November 2024, Balance and Symmetry
November 2024, Balance and Symmetry
News about happenings at Deliberate Light and photography instruction (see Digital Photo Academy). My views on this month’s photography topic: Balance and Symmetry. To get these newsletters by email a month before they are posted here, go to the DeliberateLight.com website and click on Newsletter Signup.
NEWS
Upcoming Workshops. Workshops will be offered by Digital Photo Academy on December 7th, though I am not scheduled to teach again until January 7, 2025 at 23th Street Station in Philadelphia You can sign up here if interested.
· Mastering Your Camera Controls (1.5 hours) – intended for DSLR/Mirrorless/Compact cameras (smartphone tutorial available separately)

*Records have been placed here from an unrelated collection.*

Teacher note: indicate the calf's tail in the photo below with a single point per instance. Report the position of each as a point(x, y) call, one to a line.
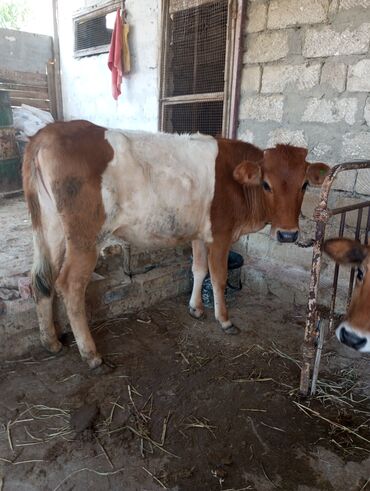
point(42, 271)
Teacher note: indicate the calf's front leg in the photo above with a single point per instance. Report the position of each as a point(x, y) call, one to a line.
point(200, 270)
point(217, 262)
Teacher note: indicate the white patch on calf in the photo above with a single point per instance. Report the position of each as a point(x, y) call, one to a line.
point(158, 188)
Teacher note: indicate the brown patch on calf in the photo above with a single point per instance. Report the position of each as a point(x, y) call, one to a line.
point(345, 251)
point(66, 192)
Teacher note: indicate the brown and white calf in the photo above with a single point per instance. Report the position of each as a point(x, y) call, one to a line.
point(83, 181)
point(354, 330)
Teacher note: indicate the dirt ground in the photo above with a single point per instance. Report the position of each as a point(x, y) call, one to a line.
point(187, 408)
point(16, 239)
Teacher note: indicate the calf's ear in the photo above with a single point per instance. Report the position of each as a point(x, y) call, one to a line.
point(248, 173)
point(346, 251)
point(316, 173)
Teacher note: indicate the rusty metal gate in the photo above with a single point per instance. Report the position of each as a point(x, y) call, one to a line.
point(316, 317)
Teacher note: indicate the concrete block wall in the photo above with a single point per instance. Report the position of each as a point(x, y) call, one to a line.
point(306, 81)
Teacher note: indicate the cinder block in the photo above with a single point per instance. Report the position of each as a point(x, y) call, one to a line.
point(363, 182)
point(358, 79)
point(367, 111)
point(262, 108)
point(331, 110)
point(276, 78)
point(257, 14)
point(266, 46)
point(356, 146)
point(282, 135)
point(251, 79)
point(334, 75)
point(331, 42)
point(349, 4)
point(285, 13)
point(247, 136)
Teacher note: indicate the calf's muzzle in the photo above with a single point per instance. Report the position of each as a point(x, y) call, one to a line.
point(287, 236)
point(350, 338)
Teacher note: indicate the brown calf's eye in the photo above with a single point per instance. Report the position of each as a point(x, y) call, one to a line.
point(360, 274)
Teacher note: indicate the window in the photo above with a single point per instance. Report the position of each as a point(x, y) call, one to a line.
point(200, 66)
point(93, 29)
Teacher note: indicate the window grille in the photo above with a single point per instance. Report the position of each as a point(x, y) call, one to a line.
point(199, 46)
point(93, 29)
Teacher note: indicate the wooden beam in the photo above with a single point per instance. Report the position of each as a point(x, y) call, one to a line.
point(182, 99)
point(28, 78)
point(58, 104)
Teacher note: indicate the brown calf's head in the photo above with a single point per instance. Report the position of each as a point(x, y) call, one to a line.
point(354, 330)
point(284, 176)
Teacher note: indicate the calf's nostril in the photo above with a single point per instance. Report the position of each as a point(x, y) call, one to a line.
point(284, 236)
point(351, 339)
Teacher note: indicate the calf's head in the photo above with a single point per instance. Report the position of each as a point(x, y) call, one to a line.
point(354, 330)
point(284, 176)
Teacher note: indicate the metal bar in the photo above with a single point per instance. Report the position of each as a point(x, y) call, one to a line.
point(236, 70)
point(342, 209)
point(310, 330)
point(366, 241)
point(352, 275)
point(320, 344)
point(335, 280)
point(321, 216)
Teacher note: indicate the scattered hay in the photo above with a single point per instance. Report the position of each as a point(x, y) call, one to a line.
point(158, 481)
point(87, 469)
point(59, 426)
point(308, 411)
point(202, 423)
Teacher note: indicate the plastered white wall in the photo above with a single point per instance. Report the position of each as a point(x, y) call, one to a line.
point(86, 82)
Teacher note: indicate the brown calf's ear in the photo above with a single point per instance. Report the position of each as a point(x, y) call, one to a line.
point(316, 173)
point(346, 251)
point(248, 173)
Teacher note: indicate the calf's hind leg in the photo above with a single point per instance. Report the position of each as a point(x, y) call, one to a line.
point(200, 270)
point(71, 283)
point(217, 261)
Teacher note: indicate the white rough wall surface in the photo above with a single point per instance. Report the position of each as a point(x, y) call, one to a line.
point(86, 82)
point(305, 81)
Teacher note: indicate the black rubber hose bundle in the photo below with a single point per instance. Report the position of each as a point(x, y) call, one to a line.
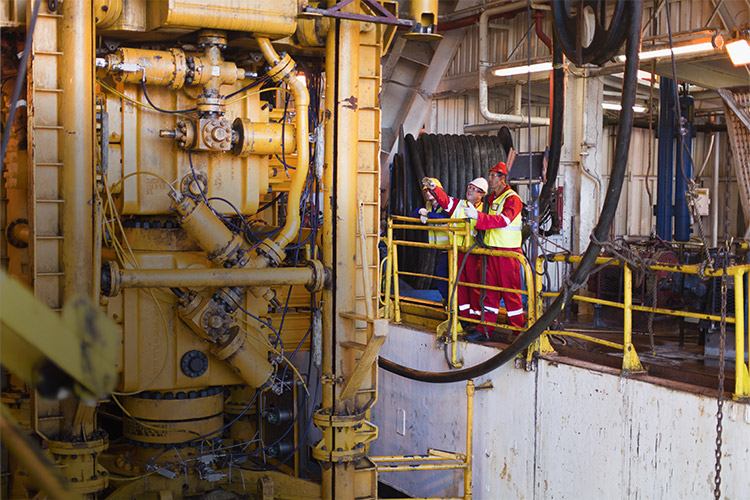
point(580, 275)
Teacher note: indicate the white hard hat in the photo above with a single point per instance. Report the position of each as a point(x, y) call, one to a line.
point(481, 183)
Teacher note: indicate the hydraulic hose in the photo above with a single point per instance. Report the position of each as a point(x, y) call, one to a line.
point(580, 275)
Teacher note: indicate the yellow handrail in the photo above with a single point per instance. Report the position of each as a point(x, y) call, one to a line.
point(631, 362)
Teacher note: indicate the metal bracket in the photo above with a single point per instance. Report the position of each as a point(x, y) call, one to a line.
point(369, 355)
point(344, 437)
point(385, 17)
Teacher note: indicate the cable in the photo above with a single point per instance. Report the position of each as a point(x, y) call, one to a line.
point(600, 233)
point(20, 78)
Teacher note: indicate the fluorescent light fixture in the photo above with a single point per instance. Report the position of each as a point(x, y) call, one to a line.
point(522, 70)
point(739, 52)
point(615, 106)
point(680, 50)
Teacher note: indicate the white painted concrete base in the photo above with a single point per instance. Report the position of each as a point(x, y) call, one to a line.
point(557, 432)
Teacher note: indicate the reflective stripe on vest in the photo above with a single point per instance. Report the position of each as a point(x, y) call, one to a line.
point(437, 237)
point(459, 213)
point(508, 236)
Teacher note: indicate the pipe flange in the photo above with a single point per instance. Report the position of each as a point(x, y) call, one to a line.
point(230, 296)
point(9, 233)
point(194, 363)
point(271, 250)
point(110, 279)
point(321, 276)
point(282, 68)
point(194, 184)
point(215, 322)
point(217, 134)
point(212, 37)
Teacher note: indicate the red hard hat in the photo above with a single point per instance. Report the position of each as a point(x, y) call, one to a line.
point(500, 168)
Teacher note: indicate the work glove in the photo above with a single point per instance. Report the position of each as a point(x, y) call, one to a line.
point(428, 183)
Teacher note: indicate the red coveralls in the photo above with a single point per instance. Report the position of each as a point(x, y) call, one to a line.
point(502, 271)
point(468, 298)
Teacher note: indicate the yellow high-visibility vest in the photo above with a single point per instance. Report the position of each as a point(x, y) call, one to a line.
point(508, 236)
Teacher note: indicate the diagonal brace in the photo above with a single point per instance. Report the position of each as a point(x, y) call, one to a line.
point(370, 354)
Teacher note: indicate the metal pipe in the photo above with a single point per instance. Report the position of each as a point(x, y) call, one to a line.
point(328, 250)
point(77, 110)
point(220, 277)
point(715, 196)
point(44, 475)
point(470, 391)
point(301, 105)
point(484, 65)
point(741, 378)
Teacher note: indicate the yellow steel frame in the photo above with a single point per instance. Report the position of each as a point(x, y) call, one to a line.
point(453, 227)
point(631, 364)
point(447, 460)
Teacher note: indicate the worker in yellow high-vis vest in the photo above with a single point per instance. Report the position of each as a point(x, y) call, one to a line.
point(432, 210)
point(468, 297)
point(502, 225)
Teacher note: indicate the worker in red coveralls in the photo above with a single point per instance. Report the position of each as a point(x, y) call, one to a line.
point(468, 298)
point(502, 225)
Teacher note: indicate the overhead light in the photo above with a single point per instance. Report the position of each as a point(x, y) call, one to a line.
point(615, 106)
point(522, 70)
point(679, 50)
point(739, 52)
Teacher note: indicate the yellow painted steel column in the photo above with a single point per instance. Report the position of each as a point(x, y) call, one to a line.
point(630, 362)
point(329, 204)
point(76, 146)
point(470, 391)
point(742, 377)
point(347, 135)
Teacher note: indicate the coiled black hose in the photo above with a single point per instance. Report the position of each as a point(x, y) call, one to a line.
point(580, 275)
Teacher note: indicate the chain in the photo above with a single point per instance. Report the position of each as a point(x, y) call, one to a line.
point(720, 396)
point(722, 339)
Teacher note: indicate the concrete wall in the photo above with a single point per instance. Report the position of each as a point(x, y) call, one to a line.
point(557, 432)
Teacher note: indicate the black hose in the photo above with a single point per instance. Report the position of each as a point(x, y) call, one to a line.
point(20, 78)
point(558, 108)
point(580, 275)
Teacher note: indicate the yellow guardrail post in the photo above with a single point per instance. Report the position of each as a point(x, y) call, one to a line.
point(389, 271)
point(630, 363)
point(396, 291)
point(541, 345)
point(742, 378)
point(453, 297)
point(470, 391)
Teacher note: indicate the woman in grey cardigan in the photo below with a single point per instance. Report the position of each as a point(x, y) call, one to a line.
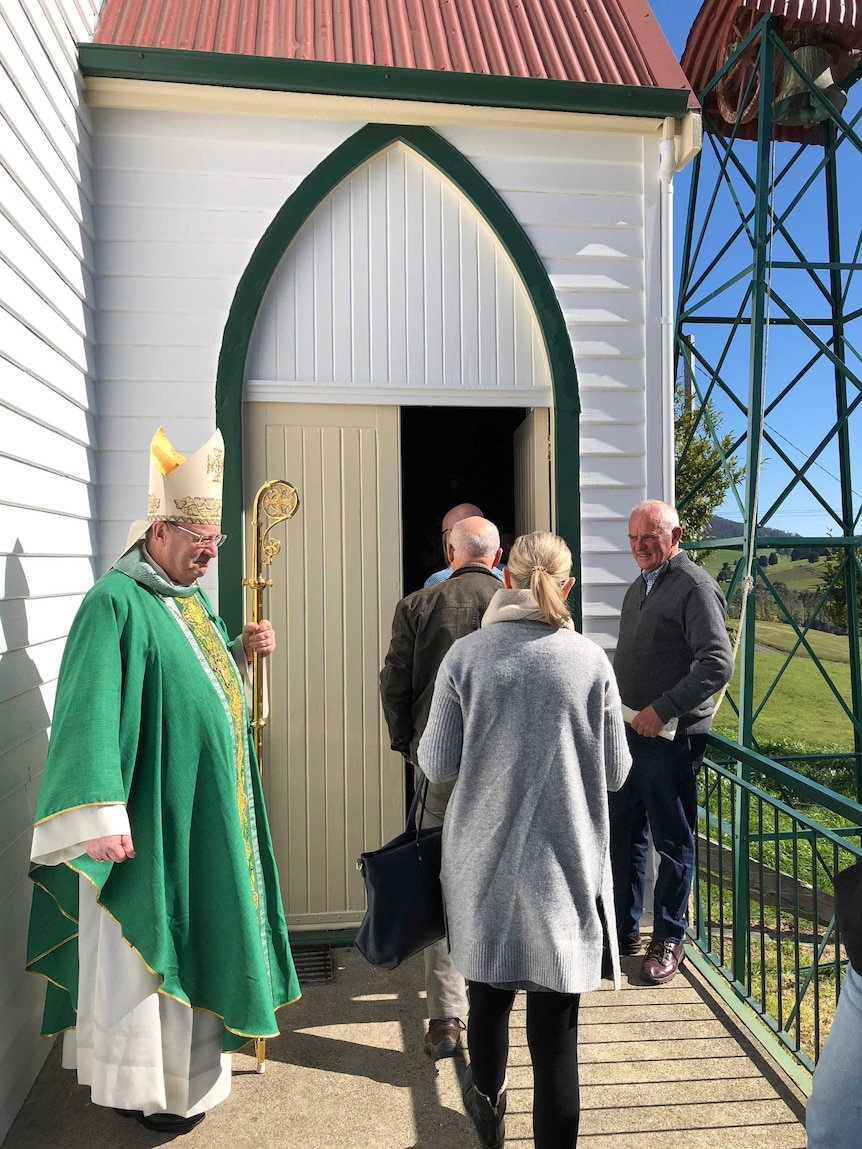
point(526, 715)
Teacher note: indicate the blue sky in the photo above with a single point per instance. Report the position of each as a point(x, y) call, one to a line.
point(801, 419)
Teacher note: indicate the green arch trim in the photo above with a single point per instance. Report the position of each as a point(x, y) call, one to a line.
point(355, 151)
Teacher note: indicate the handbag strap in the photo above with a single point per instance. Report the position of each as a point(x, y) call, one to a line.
point(420, 795)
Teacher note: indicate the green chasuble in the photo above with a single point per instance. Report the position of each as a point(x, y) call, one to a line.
point(151, 712)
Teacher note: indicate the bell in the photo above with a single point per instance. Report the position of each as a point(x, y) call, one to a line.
point(795, 105)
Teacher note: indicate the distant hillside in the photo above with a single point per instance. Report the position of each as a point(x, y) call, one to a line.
point(726, 529)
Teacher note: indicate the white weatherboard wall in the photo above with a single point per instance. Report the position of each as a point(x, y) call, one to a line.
point(590, 205)
point(47, 450)
point(184, 198)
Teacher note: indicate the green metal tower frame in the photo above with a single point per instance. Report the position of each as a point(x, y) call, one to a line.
point(731, 290)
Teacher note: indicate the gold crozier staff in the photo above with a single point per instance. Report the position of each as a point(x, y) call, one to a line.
point(275, 502)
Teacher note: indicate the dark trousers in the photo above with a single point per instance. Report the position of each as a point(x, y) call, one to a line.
point(552, 1034)
point(659, 794)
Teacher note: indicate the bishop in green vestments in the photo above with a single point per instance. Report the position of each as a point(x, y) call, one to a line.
point(156, 914)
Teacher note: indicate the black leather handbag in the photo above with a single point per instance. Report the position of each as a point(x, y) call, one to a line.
point(402, 886)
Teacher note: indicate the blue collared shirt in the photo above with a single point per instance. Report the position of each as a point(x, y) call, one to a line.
point(649, 577)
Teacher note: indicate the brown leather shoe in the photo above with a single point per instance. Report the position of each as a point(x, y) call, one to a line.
point(661, 961)
point(444, 1036)
point(630, 945)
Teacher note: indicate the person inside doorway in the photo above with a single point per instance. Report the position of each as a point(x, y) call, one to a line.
point(463, 510)
point(425, 625)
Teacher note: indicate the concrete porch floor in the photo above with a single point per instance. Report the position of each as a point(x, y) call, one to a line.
point(657, 1066)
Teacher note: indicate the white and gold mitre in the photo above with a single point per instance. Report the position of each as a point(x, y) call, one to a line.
point(183, 490)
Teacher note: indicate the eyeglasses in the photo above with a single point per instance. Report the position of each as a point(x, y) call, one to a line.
point(202, 540)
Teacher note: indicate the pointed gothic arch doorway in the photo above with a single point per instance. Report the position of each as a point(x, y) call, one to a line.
point(322, 409)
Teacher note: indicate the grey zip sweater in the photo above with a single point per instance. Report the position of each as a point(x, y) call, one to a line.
point(674, 652)
point(528, 718)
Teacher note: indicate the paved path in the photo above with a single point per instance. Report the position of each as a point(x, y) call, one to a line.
point(660, 1066)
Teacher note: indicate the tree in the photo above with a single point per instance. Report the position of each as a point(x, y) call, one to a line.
point(834, 608)
point(702, 479)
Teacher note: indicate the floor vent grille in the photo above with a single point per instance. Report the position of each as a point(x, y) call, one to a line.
point(314, 964)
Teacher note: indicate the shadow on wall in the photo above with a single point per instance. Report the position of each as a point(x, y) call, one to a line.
point(24, 731)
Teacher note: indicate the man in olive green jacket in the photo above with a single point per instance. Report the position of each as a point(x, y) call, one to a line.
point(425, 625)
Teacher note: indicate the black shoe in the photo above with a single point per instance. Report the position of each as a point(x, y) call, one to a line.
point(490, 1120)
point(661, 961)
point(163, 1123)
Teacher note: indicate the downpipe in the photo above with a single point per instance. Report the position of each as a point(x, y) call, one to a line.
point(667, 170)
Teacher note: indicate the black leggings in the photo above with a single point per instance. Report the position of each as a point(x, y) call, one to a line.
point(552, 1034)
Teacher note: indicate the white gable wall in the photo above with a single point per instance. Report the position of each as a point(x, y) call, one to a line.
point(397, 291)
point(47, 457)
point(183, 200)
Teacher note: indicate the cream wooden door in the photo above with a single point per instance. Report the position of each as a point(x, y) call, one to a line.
point(333, 787)
point(532, 472)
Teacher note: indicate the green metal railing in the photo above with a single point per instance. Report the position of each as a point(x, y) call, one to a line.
point(769, 845)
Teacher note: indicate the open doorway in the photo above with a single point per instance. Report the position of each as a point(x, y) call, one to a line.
point(452, 455)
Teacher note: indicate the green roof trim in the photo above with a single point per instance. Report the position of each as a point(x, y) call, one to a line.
point(275, 74)
point(316, 186)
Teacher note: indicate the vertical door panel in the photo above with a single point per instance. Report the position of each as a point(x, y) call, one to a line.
point(532, 472)
point(333, 787)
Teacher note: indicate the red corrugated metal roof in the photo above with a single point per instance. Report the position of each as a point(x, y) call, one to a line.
point(722, 24)
point(610, 41)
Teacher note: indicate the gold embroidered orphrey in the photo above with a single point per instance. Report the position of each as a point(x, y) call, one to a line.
point(215, 464)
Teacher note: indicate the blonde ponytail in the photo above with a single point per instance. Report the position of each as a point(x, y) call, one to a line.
point(543, 562)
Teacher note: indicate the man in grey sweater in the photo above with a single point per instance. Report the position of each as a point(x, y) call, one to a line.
point(425, 625)
point(672, 655)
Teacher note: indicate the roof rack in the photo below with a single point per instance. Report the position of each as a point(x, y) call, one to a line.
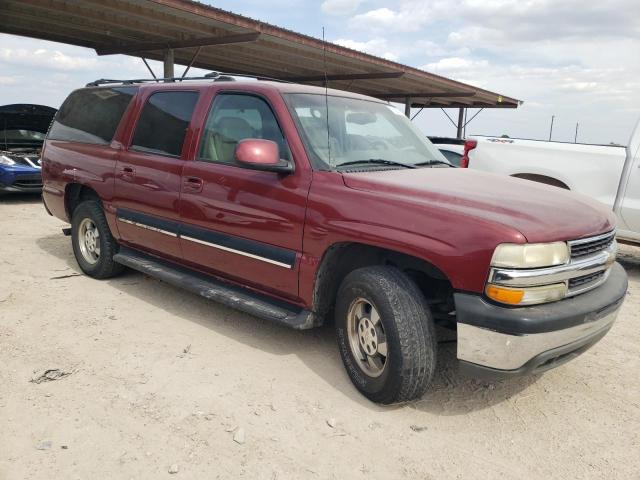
point(214, 76)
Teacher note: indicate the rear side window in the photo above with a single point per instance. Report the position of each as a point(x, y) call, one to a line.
point(163, 123)
point(91, 115)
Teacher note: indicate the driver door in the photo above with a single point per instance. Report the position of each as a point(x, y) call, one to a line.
point(236, 222)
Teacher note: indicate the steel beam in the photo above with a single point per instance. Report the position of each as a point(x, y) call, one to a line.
point(173, 44)
point(347, 76)
point(407, 107)
point(422, 95)
point(168, 63)
point(460, 122)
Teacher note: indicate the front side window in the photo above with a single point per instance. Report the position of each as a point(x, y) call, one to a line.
point(234, 117)
point(91, 115)
point(356, 130)
point(163, 123)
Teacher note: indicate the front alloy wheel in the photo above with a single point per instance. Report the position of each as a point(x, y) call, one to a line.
point(386, 334)
point(366, 337)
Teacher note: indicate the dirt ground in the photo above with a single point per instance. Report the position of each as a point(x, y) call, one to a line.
point(164, 380)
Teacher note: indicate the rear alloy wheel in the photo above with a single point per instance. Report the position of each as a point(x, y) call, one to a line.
point(93, 244)
point(386, 334)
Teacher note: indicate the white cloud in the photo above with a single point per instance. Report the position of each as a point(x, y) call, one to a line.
point(41, 57)
point(340, 7)
point(7, 80)
point(381, 18)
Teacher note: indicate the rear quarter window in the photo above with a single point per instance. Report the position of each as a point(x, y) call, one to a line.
point(163, 123)
point(91, 115)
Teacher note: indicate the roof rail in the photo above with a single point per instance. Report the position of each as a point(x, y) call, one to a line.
point(214, 76)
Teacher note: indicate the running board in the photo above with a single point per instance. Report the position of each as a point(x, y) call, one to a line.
point(233, 296)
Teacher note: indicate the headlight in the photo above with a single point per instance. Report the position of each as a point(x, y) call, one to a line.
point(531, 255)
point(4, 160)
point(523, 257)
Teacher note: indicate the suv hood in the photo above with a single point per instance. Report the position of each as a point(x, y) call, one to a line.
point(541, 213)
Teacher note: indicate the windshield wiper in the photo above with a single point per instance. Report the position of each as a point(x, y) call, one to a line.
point(379, 161)
point(429, 163)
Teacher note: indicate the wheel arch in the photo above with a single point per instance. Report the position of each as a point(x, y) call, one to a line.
point(342, 258)
point(75, 194)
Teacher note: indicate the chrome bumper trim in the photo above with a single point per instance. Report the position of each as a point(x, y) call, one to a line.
point(509, 352)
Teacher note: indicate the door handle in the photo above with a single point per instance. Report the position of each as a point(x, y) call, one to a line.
point(193, 184)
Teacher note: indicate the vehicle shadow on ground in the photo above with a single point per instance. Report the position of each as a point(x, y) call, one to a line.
point(451, 393)
point(20, 198)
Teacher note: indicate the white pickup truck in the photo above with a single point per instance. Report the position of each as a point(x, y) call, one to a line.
point(610, 174)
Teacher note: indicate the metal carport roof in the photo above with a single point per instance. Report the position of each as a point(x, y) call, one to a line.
point(192, 33)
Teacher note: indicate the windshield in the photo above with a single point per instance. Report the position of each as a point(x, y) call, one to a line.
point(359, 131)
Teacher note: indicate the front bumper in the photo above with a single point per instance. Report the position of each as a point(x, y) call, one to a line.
point(495, 341)
point(20, 179)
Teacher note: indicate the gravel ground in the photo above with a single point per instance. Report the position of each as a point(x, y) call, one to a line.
point(164, 384)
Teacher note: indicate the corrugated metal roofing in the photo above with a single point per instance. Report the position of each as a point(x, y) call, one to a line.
point(148, 27)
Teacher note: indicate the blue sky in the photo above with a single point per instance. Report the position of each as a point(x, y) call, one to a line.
point(577, 60)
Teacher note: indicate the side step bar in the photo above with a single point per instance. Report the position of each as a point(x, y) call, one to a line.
point(233, 296)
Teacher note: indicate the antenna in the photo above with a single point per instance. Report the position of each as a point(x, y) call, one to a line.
point(326, 91)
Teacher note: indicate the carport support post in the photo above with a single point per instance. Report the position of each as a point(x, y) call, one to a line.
point(460, 122)
point(168, 64)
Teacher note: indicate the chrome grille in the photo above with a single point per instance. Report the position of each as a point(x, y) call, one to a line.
point(589, 246)
point(585, 280)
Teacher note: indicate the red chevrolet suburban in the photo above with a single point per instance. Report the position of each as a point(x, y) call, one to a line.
point(304, 206)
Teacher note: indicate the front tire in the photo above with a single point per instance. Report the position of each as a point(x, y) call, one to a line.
point(93, 244)
point(386, 334)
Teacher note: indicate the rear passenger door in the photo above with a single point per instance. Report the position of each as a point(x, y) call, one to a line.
point(241, 223)
point(148, 173)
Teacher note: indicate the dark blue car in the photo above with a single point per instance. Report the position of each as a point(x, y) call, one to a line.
point(22, 131)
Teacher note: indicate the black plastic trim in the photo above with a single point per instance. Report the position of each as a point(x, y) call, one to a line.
point(244, 245)
point(243, 299)
point(587, 307)
point(148, 220)
point(241, 244)
point(540, 363)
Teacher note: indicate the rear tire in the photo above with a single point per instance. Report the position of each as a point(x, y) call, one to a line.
point(93, 244)
point(386, 334)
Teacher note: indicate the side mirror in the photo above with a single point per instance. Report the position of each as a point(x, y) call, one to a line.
point(260, 154)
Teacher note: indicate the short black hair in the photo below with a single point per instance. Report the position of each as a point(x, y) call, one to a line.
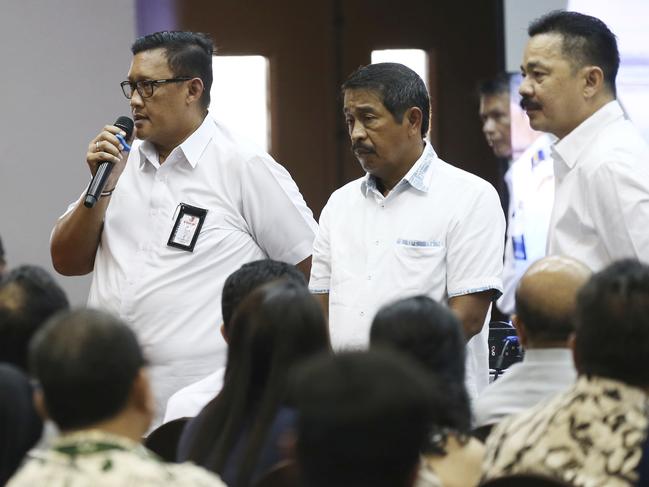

· Composition in the Field (3 hours) – walking tour around the venue with instruction and hands-on practice composing photos (bring any camera)
New Photo.
Contours. The Hostas get full and green in late summer. It is when they bloom in my backyard, and when they are most delicious to foraging deer. When I go out to shoo them away, they look at me in annoyance and ignore me. They must think they are apex predators or something. Looking at the lush green leaf, I almost want to try it myself.
(Rose Valley, PA, 2016)
For a more detailed, enlarged view and to get it printed, see it on my website.
VIEWS
Balance and Symmetry: important compositional elements because we humans have a tendency to feel that balance is not only attractive but also just feels right. Balance in a photograph means that the visual “heft” on one side of the photo is balanced by an equivalent “heft” on the other side placed at approximately the same space from the other photo edge. In this example, the two sets of runners balance each other nicely.
Whereas, in this version, shifted to the right, the image is unbalanced with all the space behind the runners and seems less appealing because of that.
An extreme form of balance occurs when the image looks as though one half might be the mirror image of the other half, as in the following photo of the Art Alliance building in Philadelphia.
In this photo of the pool at the Hearst Castle, we note that the symmetry is both horizontal and vertical.
A related topic that I have discussed before is that of the Rule-of-Thirds (October 2023 newsletter). The ROT tells you to place important visual elements on the lines and corners of a 3 x 3 grid for maximum appeal. In fact, in the above image, the two statues are placed in the top two corners of the imaginary 3 x 3 grid and their reflections in the bottom two corners. The evidence for the validity of this rule is not exactly convincing, so you do not need to follow it slavishly, but it can be helpful.